Selective Recovery of Ammonia Nitrogen from Wastewaters with Transition Metal-Loaded Polymeric Cation Exchange Adsorbents.

Abstract

Extracting valuable products from wastewaters with nitrogen-selective adsorbents can offset energy-intensive ammonia production, rebalance the nitrogen cycle, and incentivize environmental remediation. Separating nitrogen (N) as ammonium from other wastewater cations (e.g., K+ , Ca2+ ) presents a major challenge to N removal from wastewater and N recovery as high-purity products. High selectivity and capacity were achieved through ligand exchange of ammonia with ammine-complexing transition metals loaded onto polymeric cation exchange resins. Compared to commercial resins, metal-ligand exchange adsorbents exhibited higher ammonia removal capacity (8 mequiv g-1 ) and selectivity (N/K+ equilibrium selectivity of 10.1) in binary equimolar solutions.
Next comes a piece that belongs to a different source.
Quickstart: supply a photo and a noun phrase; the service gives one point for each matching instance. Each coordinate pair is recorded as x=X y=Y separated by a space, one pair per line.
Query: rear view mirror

Considering optimal ammonia concentrations (200-300 mequiv L-1 ) and pH (9-10) for metal-ligand exchange, hydrolyzed urine was identified as a promising candidate for selective TAN recovery. However, divalent cation exchange increased transition metal elution and reduced ammonia adsorption. Ultimately, metal-ligand exchange adsorbents can advance nitrogen-selective separations from wastewaters.